BANDUNG: Kelebihan pasokan listrik atau over supply agar disiasati pemerintah sebagai dampak dari megaproyek 35 GW.
Hal itu dikatakan anggota DPR RI dari Fraksi Demokrat Sjarifuddin Hasan.
Menurutnya, sejatinya over supply tersebut menjadi berkah di tengah ancaman krisis energi global.
Meskipun menyisakan beberapa pertanyaan dan kendala atas kelebihan pasokan.
Dia menilai hal ini mesti dijadikan momentum ini untuk transisi energi ke energi yang lebih hijau dan bersih (green and clean energy) dan berbasis domestik.
Wacana transisi energi dengan memprioritaskan energi baru dan terbarukan (EBT) perlu dieksekusi lebih serius dan terarah.
“Saya kira kelebihan pasokan listrik yang sejatinya ada mismatch antara perencanaan dan pelaksanaan proyek menjadi berkah di tengah krisis energi yang terjadi di berbagai negara. Target pertumbuhan ambisius 7 s/d 8 persen yang dicanangkan pemerintah ternyata melesat, karena realisasi permintaan listrik rendah dan pertumbuhan ekonomi melambat bahkan terkontraksi. Fakta ini harus mendorong pemerintah untuk serius melaksanakan transisi energi, meningkatkan porsi bauran EBT,” ujar Sjarifuddin dalam keterangan tertulis yang diterima Parlementaria, Jumat (14/10/2022).
TARGET EBT
Sebagaimana diketahui, pada tahun 2021, realisasi bauran EBT hanya mencapai 11,5 persen.
Hal ini masih sangat jauh dari target sebagaimana yang diatur dalam PP 79/2014.
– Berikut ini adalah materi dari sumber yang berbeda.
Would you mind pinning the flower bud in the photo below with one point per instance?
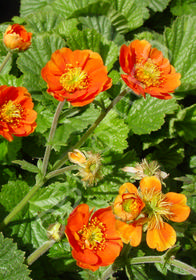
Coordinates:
(16, 37)
(55, 231)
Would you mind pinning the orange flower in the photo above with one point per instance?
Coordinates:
(16, 37)
(147, 70)
(158, 208)
(77, 76)
(17, 116)
(128, 205)
(94, 239)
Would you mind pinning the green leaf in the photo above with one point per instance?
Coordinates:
(102, 25)
(180, 40)
(43, 21)
(69, 7)
(168, 153)
(35, 58)
(9, 150)
(11, 80)
(26, 165)
(185, 124)
(92, 9)
(158, 5)
(136, 272)
(90, 39)
(147, 115)
(183, 7)
(11, 261)
(45, 207)
(67, 27)
(110, 135)
(133, 11)
(31, 6)
(73, 125)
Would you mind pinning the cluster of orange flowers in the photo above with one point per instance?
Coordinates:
(97, 240)
(79, 76)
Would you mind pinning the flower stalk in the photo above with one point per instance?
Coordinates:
(51, 136)
(41, 181)
(6, 60)
(82, 140)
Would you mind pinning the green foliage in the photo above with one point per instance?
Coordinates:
(183, 7)
(180, 40)
(11, 261)
(137, 128)
(185, 123)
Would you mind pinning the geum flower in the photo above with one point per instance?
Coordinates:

Di situ disebutkan bahwa bahwa pada tahun 2025 setidaknya porsi EBT sebesar 23 persen dan 2050 setidaknya 31 persen.
Sejalan dengan ketentuan Perpres 112/2022, Pasal 3 ayat (3) mengamanatkan pemerintah menyusun peta jalan percepatan pengakhiran operasional PLTU.
Ini berarti, energi bersih dan hijau memang tren dan keharusan global.
Dirinya kemudian menegaskan, energi terelektrifikasi menjadikan peran PLN menjadi kian strategis.
Ini akan sebanding dengan beban kinerja dan kemestian peningkatan kapasitas kelembagaan dan SDM.
Karena itu, PLN harus punya rencana kerja yang lebih terarah, sistematis, dan berkelanjutan memanfaatkan momentum kelebihan pasokan listrik ini.
Artinya, tantangan bauran EBT harus segera dikejar.
Justru jika kehilangan momentum, maka “berkah” kelebihan pasokan ini menjadi tidak berarti, rasio bauran energi akan tetap rendah, ketahanan energi menjadi kian rapuh.
“Saya kira kita mesti memanfaatkan keadaan yang ada sebaik mungkin. Sumber daya energi potensial yang melimpah, terutama potensi EBT di berbagai wilayah harus digenjot sesegera dan semasif mungkin. Ini bukan saja perkara tren global, namun juga fakta energi berbasis fosil semakin minim dan mahal. Langkah terbaik adalah mengerahkan segenap daya upaya untuk meningkatkan kemandirian energi nasional. Tantangan dan gejolak geoenergi semakin tidak berkepastian, ancaman krisis energi akan terus membayangi, dan kita harus berpijak pada sumber daya yang kita miliki sendiri,” pungkasnya.